Salsa Puerto Rican and Latin Cuisine: This Week's Dining Review

Carne Frita (fried pork with sautéed onions)

In

this week's Dining

review, Scene restaurant critic Carrington Fox checks out

Salsa Puerto Rican and Latin Cuisine

, a new cafe on Palmer Place in SoBro.

Though in most Nashvillians minds, the word "salsa" automatically conjures images of tortilla chips, Fox learned that's not the relevant association here:

Founded by Puerto Rico natives Marcos Cruz and Juan Reyes, Salsa draws on the culinary traditions of the Antilles, where the island geography and related weather patterns make cultivation of corn difficult. Accordingly, Salsa leans more heavily on rice, yuca, beans, potatoes and plantains than on the ubiquitous maize of Mexican cuisine.

Just blocks from the soon-to-open Music City Center, Salsa is positioned to take advantage of that proximity, with a glass exterior, a colorful and welcoming interior, and a patio that will debut soon.

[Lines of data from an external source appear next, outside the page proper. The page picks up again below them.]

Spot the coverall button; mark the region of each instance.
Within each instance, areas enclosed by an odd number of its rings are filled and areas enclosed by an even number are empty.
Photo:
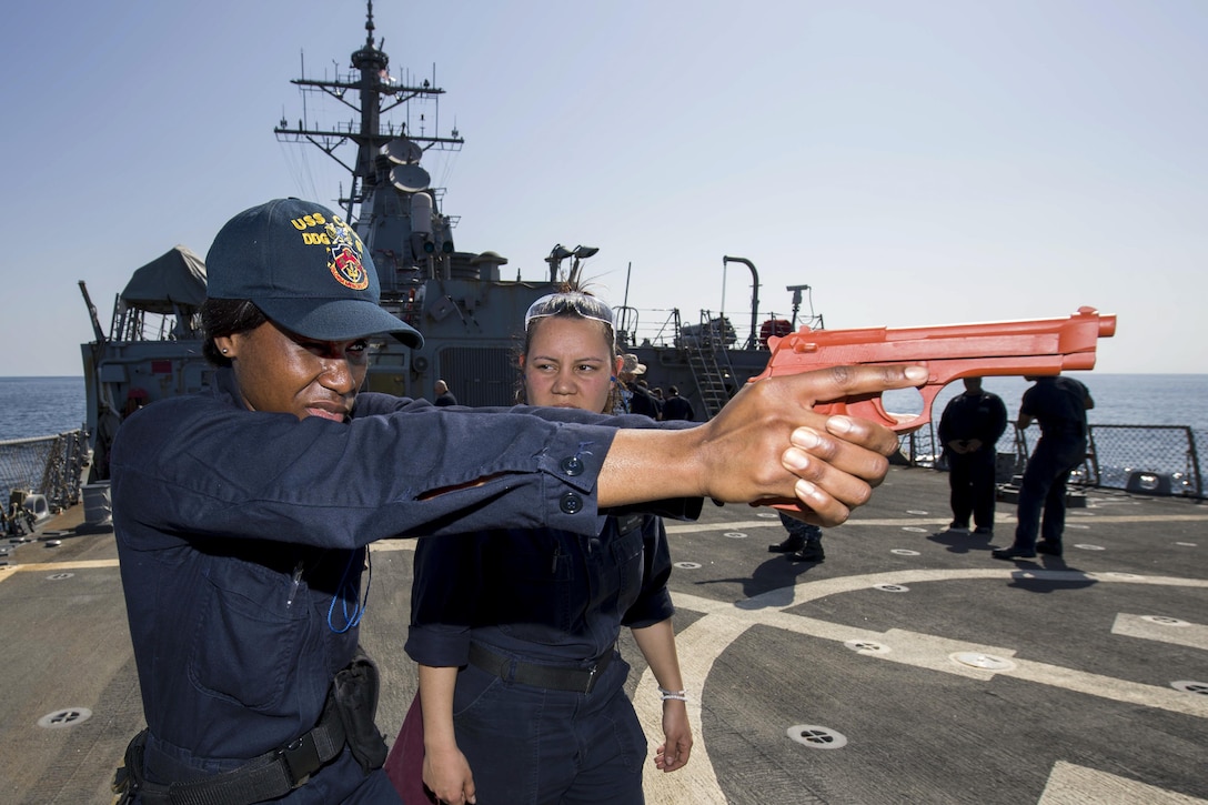
[[[577,514],[583,509],[583,499],[575,494],[574,492],[567,492],[558,500],[558,508],[562,509],[564,514]]]

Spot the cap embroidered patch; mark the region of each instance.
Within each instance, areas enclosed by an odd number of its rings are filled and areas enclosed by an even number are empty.
[[[327,225],[327,237],[331,238],[331,260],[327,262],[331,276],[341,285],[353,290],[368,288],[370,276],[365,271],[365,266],[361,265],[361,251],[365,247],[356,237],[356,232],[353,232],[352,227],[338,218],[332,216],[332,222]]]

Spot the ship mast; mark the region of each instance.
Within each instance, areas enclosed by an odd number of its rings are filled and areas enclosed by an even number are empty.
[[[465,143],[455,128],[451,137],[428,135],[424,132],[413,133],[408,131],[406,123],[402,123],[397,131],[393,124],[388,126],[387,131],[382,131],[382,118],[385,112],[397,106],[405,106],[417,98],[437,99],[445,94],[445,91],[431,86],[426,79],[419,86],[397,83],[388,71],[390,57],[382,50],[385,40],[383,39],[382,42],[374,45],[373,30],[373,0],[367,0],[365,45],[352,54],[352,68],[355,73],[337,75],[331,81],[304,76],[291,81],[303,92],[326,93],[353,109],[360,117],[358,128],[354,129],[353,122],[345,126],[320,128],[312,126],[306,120],[298,120],[297,127],[292,127],[283,117],[273,129],[281,141],[300,143],[306,140],[315,145],[349,172],[353,183],[352,190],[345,198],[339,199],[339,203],[344,207],[350,221],[355,220],[354,212],[360,209],[360,205],[372,195],[373,189],[381,184],[378,161],[384,146],[391,140],[406,137],[425,151],[432,147],[458,150]],[[336,154],[348,141],[356,144],[354,164],[348,164]]]
[[[430,102],[436,111],[445,91],[426,79],[407,86],[390,75],[384,40],[373,41],[373,0],[366,5],[365,45],[353,52],[352,71],[333,80],[303,76],[291,82],[303,93],[335,98],[358,117],[335,127],[312,126],[306,118],[292,127],[283,118],[273,132],[278,140],[315,145],[348,170],[352,186],[339,204],[373,256],[383,301],[413,300],[419,283],[449,274],[457,224],[441,213],[440,193],[419,161],[431,149],[460,150],[465,140],[457,128],[441,137],[439,117],[431,121],[431,134],[423,115],[419,131],[412,131],[408,104]],[[393,110],[402,112],[402,122],[391,120]],[[337,155],[348,143],[356,145],[352,163]]]

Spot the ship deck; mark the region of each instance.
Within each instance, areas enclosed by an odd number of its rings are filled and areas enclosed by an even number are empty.
[[[765,510],[668,523],[696,746],[683,771],[649,763],[647,801],[1208,803],[1208,506],[1086,502],[1064,558],[1015,562],[989,556],[1006,503],[994,540],[937,533],[947,482],[930,470],[894,468],[819,564],[767,552],[784,532]],[[0,801],[111,801],[143,726],[114,538],[81,519],[0,568]],[[416,683],[411,549],[374,546],[362,626],[388,737]],[[655,683],[627,635],[622,653],[652,757]]]

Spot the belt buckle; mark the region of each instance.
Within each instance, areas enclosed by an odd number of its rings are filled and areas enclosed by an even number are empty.
[[[314,739],[310,737],[309,732],[278,749],[277,757],[285,761],[285,769],[290,777],[290,789],[306,783],[320,765],[319,747],[314,745]]]

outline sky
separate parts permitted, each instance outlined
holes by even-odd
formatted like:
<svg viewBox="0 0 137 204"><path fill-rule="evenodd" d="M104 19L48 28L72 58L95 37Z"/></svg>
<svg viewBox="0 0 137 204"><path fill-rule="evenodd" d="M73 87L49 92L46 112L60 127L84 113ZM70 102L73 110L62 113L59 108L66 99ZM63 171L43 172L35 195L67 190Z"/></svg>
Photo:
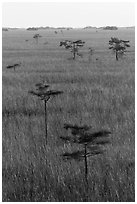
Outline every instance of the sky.
<svg viewBox="0 0 137 204"><path fill-rule="evenodd" d="M4 2L2 27L135 26L133 2Z"/></svg>

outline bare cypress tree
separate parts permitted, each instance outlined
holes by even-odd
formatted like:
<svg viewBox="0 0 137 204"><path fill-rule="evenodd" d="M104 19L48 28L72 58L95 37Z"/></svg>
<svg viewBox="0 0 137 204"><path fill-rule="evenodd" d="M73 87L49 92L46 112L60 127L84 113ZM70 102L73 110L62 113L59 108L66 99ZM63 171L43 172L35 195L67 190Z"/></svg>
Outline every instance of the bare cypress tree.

Eating through the menu, Fox found some mediocre efforts (seared tuna, churrasco steak) but also some stunning triumphs, including a gigantic center-cut pork chop:

Chuleta Can Can was like a cross-section of a pig, all the way out to the skin. Reyes rubbed that brontosaurus-sized rib with lemon pepper, garlic, vinegar and red-orange spices, then scored the bumper of skin and fat around the whole thing so that it buckled in the heating process and took on the beautiful scalloped appearance of a seashell — like a caramelized chicharrón-style carapace over tender juicy meat. It was a giant buttery, spicy, unctuous, pork-rind-encrusted thing of beauty that fed my entire party of five and reduced the gray tuna and tough steak to pale distant memories.

How about you, Bites compadres? Anybody been to Salsa? Anybody familiar with Puerto Rican cuisine, a rarity on the Nashville food scene? Oh, and the dish her family nicknamed "banana lasagna." I want that.